Now, about Pistachio. It's going to be built from sratch - surprise, surprise - on our G-bucket platform. "1964", is an arbitrary number, chosen because that's the year I was born, and I have often toyed with the idea of having an old car of the same _vintage_. The frame is already built, and was going to be the G-bucket kit car prototype - I'm claiming it in return for surrendering my toy for the good of the organization. It will be gas/electric hybrid, with the Ninja motorcycle engine from Scrape, and a little AC motor I nabbed for $25. My goal is to rewind it to meet my needs (as much for the experience as for saving a buck). If that plan fails it will, eventually, be replaced with an HPEVS motor of the same size. I want to build a P&S AC inverter when there is a kit, or enough parts and "how-to" available to suit my novice needs.

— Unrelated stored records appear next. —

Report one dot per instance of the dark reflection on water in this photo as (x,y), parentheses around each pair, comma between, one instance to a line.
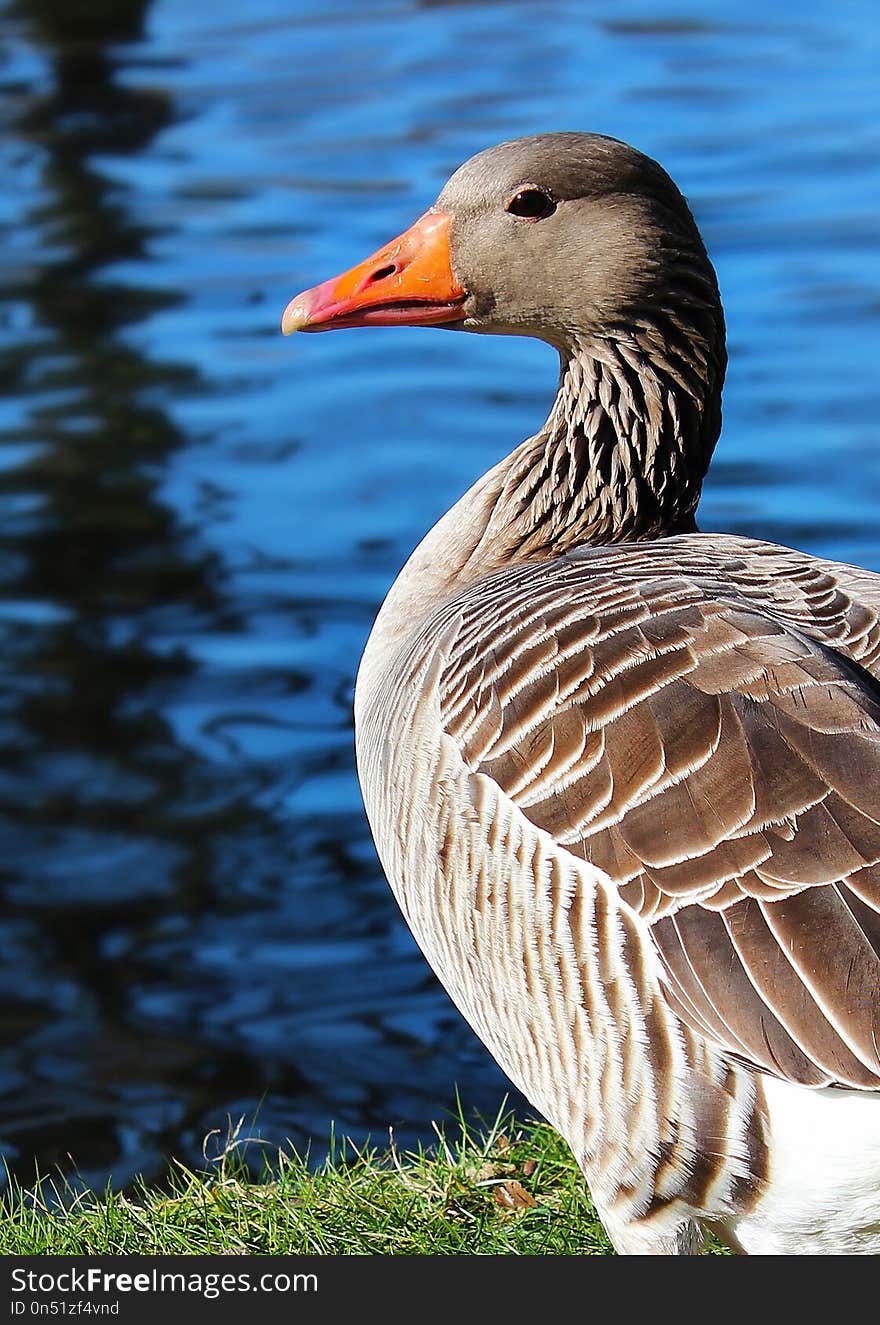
(199,521)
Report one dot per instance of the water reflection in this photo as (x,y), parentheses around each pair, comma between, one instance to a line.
(198,520)
(109,824)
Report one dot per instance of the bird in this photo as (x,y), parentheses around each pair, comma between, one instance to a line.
(623,777)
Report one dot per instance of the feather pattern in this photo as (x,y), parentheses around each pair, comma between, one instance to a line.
(623,777)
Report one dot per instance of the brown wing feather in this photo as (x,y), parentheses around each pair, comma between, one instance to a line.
(703,729)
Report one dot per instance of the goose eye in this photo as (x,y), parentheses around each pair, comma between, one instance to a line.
(532,204)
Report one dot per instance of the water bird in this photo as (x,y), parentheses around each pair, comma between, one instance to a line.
(624,777)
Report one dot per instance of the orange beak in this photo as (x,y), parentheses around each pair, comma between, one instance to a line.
(408,282)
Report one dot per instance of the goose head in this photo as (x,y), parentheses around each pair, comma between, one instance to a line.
(567,237)
(585,243)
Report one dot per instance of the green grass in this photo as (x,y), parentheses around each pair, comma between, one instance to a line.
(508,1189)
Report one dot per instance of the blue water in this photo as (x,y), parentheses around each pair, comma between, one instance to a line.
(199,518)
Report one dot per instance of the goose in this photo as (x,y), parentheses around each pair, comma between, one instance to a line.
(623,777)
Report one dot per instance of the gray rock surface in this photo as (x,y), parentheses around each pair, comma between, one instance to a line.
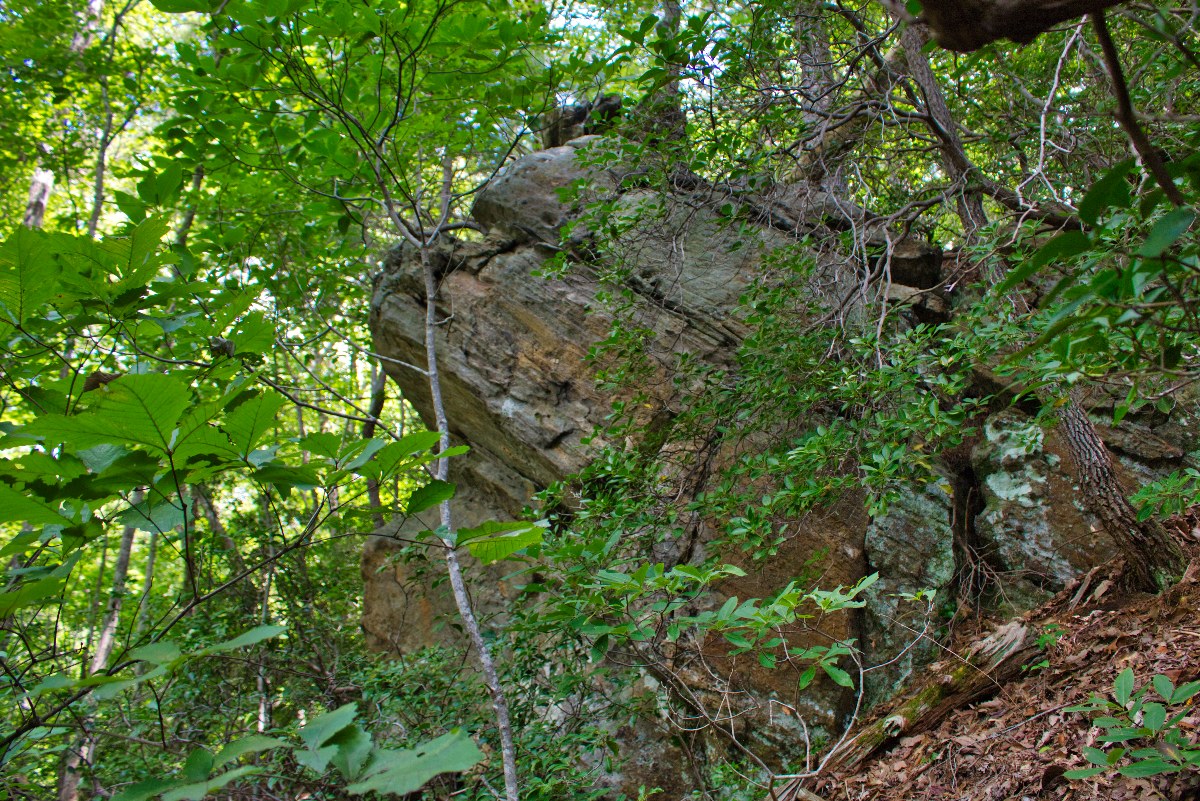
(520,387)
(911,546)
(1032,528)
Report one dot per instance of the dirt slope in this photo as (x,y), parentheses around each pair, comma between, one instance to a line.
(1015,745)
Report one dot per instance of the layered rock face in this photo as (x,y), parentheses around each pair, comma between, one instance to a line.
(520,390)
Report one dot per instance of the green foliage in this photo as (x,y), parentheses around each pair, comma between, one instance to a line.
(1149,732)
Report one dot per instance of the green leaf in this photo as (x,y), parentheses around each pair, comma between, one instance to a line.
(1165,232)
(1153,716)
(1110,191)
(1183,692)
(807,678)
(198,765)
(28,272)
(25,507)
(145,790)
(324,727)
(838,675)
(162,517)
(1149,768)
(1061,247)
(507,540)
(250,745)
(397,772)
(251,421)
(201,790)
(138,409)
(431,494)
(353,750)
(256,634)
(162,652)
(1122,688)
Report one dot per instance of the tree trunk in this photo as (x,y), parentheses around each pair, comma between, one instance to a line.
(40,188)
(378,398)
(1152,555)
(83,750)
(966,25)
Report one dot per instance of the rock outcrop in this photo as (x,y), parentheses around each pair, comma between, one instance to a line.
(515,341)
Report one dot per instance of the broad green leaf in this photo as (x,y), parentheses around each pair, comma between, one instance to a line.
(145,790)
(502,542)
(431,494)
(1122,688)
(31,594)
(1061,247)
(1149,768)
(138,409)
(198,765)
(1183,692)
(25,507)
(255,636)
(1163,686)
(1165,232)
(1111,191)
(28,272)
(839,675)
(249,745)
(406,771)
(324,727)
(162,652)
(354,748)
(201,790)
(251,421)
(162,517)
(1153,716)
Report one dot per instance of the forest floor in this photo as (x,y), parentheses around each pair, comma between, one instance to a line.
(1015,744)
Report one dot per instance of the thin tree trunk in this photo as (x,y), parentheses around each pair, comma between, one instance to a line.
(1152,555)
(147,588)
(84,748)
(42,184)
(958,167)
(40,188)
(378,398)
(462,598)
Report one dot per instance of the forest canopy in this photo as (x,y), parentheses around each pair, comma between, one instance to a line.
(955,210)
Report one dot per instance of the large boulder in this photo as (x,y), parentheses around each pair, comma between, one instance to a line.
(516,338)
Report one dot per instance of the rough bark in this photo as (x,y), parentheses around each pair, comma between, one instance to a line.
(378,398)
(972,675)
(40,188)
(1153,558)
(969,199)
(454,567)
(83,750)
(967,25)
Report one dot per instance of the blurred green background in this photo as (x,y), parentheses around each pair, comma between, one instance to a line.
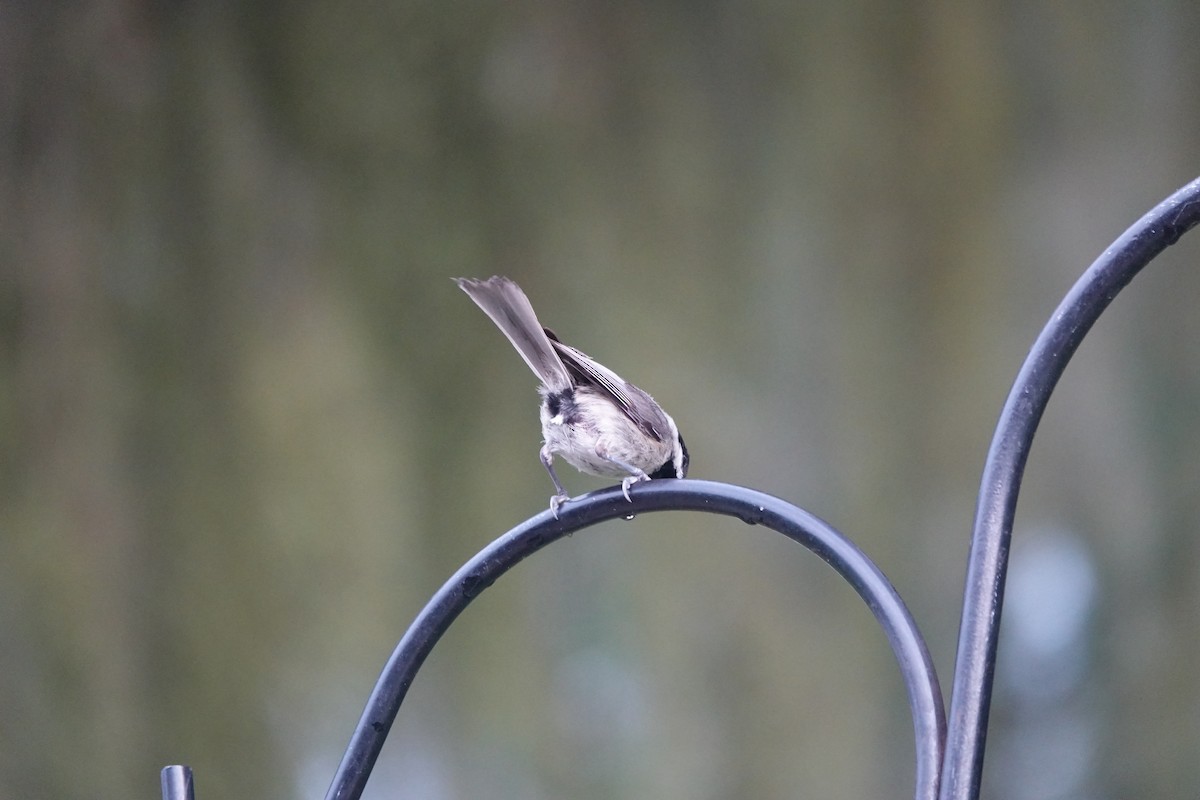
(249,425)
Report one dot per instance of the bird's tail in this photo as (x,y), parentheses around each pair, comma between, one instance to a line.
(508,306)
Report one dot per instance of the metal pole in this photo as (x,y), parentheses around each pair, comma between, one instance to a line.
(177,783)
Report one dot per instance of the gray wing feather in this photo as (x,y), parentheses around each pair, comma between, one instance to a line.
(504,302)
(637,405)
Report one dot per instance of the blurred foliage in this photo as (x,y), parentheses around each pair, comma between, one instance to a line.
(249,425)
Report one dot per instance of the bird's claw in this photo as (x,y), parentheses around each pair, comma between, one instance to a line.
(629,481)
(557,500)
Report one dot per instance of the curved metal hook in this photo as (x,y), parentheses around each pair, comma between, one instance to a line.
(750,506)
(988,561)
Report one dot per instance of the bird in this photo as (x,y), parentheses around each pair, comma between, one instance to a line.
(595,420)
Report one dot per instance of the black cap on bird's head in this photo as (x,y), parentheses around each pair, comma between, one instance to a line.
(678,464)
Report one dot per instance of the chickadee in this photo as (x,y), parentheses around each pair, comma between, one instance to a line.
(595,420)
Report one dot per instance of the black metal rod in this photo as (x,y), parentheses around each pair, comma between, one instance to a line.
(751,506)
(177,783)
(988,561)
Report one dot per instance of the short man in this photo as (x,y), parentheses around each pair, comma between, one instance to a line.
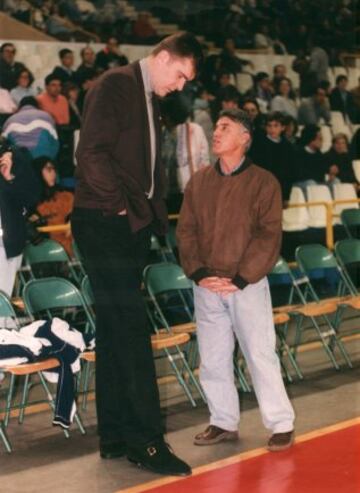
(314,108)
(229,236)
(118,204)
(53,102)
(65,71)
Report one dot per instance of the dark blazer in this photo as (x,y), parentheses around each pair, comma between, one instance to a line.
(337,103)
(114,163)
(15,199)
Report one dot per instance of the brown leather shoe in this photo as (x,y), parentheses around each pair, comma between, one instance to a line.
(280,441)
(213,434)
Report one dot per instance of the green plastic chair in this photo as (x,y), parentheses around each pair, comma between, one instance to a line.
(164,279)
(316,257)
(348,252)
(47,252)
(350,219)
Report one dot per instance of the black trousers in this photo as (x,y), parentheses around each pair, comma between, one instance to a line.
(127,396)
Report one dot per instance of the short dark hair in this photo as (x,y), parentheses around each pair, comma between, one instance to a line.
(49,78)
(65,51)
(275,116)
(28,101)
(308,134)
(340,78)
(182,44)
(238,116)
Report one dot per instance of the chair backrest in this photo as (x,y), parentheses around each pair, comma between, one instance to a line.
(162,277)
(350,219)
(46,251)
(53,293)
(317,213)
(295,218)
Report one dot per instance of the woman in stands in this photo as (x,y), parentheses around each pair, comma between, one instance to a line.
(23,86)
(55,205)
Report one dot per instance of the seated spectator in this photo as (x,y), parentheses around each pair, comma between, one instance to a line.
(7,104)
(341,99)
(65,72)
(110,56)
(23,86)
(87,55)
(312,109)
(261,91)
(19,190)
(184,148)
(310,162)
(291,129)
(71,92)
(274,153)
(284,100)
(53,102)
(338,161)
(9,68)
(32,129)
(143,30)
(55,205)
(252,108)
(279,72)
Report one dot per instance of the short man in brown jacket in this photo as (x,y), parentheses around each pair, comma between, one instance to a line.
(229,237)
(118,204)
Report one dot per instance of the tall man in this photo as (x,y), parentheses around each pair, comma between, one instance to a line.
(229,236)
(118,204)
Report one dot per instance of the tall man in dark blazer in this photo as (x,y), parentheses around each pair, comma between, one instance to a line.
(118,204)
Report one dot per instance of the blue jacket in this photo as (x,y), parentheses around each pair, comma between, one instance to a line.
(16,197)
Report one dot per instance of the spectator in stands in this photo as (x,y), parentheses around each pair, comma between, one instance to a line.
(32,129)
(55,205)
(341,99)
(291,129)
(279,72)
(312,109)
(9,68)
(65,72)
(261,91)
(23,86)
(87,55)
(310,162)
(110,56)
(229,236)
(319,63)
(143,31)
(275,153)
(52,101)
(284,100)
(338,161)
(184,149)
(71,91)
(19,190)
(356,97)
(252,108)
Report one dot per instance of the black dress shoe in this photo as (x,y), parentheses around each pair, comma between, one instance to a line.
(112,450)
(158,457)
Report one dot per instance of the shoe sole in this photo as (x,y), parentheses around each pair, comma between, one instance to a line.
(221,438)
(140,465)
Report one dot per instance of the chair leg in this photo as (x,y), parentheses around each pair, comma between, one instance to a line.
(50,397)
(5,439)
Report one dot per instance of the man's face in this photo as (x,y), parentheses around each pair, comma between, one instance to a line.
(54,88)
(172,74)
(229,137)
(68,60)
(274,129)
(8,54)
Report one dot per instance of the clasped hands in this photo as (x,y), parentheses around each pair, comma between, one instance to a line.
(219,285)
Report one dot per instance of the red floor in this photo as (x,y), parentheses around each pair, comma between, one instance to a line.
(326,464)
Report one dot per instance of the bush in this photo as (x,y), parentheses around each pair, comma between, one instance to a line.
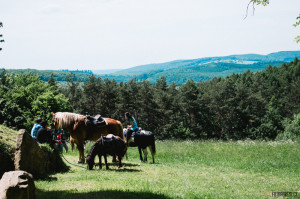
(291,129)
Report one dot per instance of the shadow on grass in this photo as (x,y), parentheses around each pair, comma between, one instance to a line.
(98,194)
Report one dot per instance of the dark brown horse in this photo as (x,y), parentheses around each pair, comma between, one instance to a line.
(106,145)
(79,131)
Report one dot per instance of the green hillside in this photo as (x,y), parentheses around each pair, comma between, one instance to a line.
(273,57)
(178,71)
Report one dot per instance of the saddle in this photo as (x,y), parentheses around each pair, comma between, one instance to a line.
(97,121)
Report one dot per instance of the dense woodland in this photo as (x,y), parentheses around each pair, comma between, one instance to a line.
(260,105)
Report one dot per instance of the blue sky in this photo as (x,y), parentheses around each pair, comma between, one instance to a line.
(114,34)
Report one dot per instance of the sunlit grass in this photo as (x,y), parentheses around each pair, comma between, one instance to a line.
(186,169)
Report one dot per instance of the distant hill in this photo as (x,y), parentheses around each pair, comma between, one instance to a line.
(178,71)
(203,69)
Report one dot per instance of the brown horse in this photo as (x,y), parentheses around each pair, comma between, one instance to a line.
(79,131)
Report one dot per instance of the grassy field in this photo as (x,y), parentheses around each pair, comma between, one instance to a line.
(186,169)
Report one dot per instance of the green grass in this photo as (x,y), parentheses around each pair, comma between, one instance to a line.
(8,137)
(186,169)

Without further ado, meet Pistachio:

















The CAD renderings are rough because I am sorting out the basic layout and form with a free (Google SketchUp) 3D model of the body. I will eventually remodel the entire thing with NURBS modeling, where I'm working, in Rhino. I could smooth out the meshes, but that just slows my system down, for no real benefit. So far, the body has been reshaped pretty extensively; including much, much, larger flares (I think they qualify as fenders at this point - kind of VW-ish), rolled front and rear fasicas, and shaving a lot of little extra crap.

Those are 345mm section width rear tires!  The suspension will be Pontiac Fiero front and rear - no modifications, just custom brackets to mount it (and no crazy "Todd" style brackets, just neat steel brackets). It will have a full cage, probably at least close to NHRA/SCTA specs, for what it's worth, considering the 73" wheelbase isn't legal. I may have a loophole there though because they (NHRA) say, unless the OEM wheelbase was less than 90" - I'm currently about 1/2" longer.  The cage is really for safety on American, SUV-infested, streets. The Fiero suspension parts are on the shelf, except for two rear knuckles - about $100. I have four huge foam blocks to cut the body plugs from (more CAD/CNC, ShopBot carved stuff). The Ninja motor supposedly just needs a head gasket... I plan to remove the pinion shaft and gear, cut the front off the Toyota IRS diff I have, replace the ring gear with a sprocket, and fabricate a chain case. The Ninja motor will drive it via chain.

I'm going to try to make it go together as quickly as possible. I will be doing most of the work, to allow the Team to focus on Schism, and any work on Pistachio is also going to be done around my design, teaching, and supervision, with Schism. That's how Scrape is being built and it's coming together pretty quickly. Other than mock-ups, and light fabrication, I probably won't get too seriously involved with Pistachio, yet, until Scrape is ride-able (at scooter speeds).

I have not decided how the electric motor will interface with the rear drive system (no AWD on this one). It will be mounted over the back of the engine and diff, but coupling it directly, via chain, presents a problem - the Ninja engine redlines at 11K!  If it's safe for it to freewheel that fast I can just have it set to stop receiving power at a certain RPM. Thoughts?


----------



## toddshotrods (Feb 10, 2009)

The Ninja gauge cluster looks like it was made to be on the Honda steering column. (We're building a custom column for Schism, so Pistachio gets the hand-me-down...)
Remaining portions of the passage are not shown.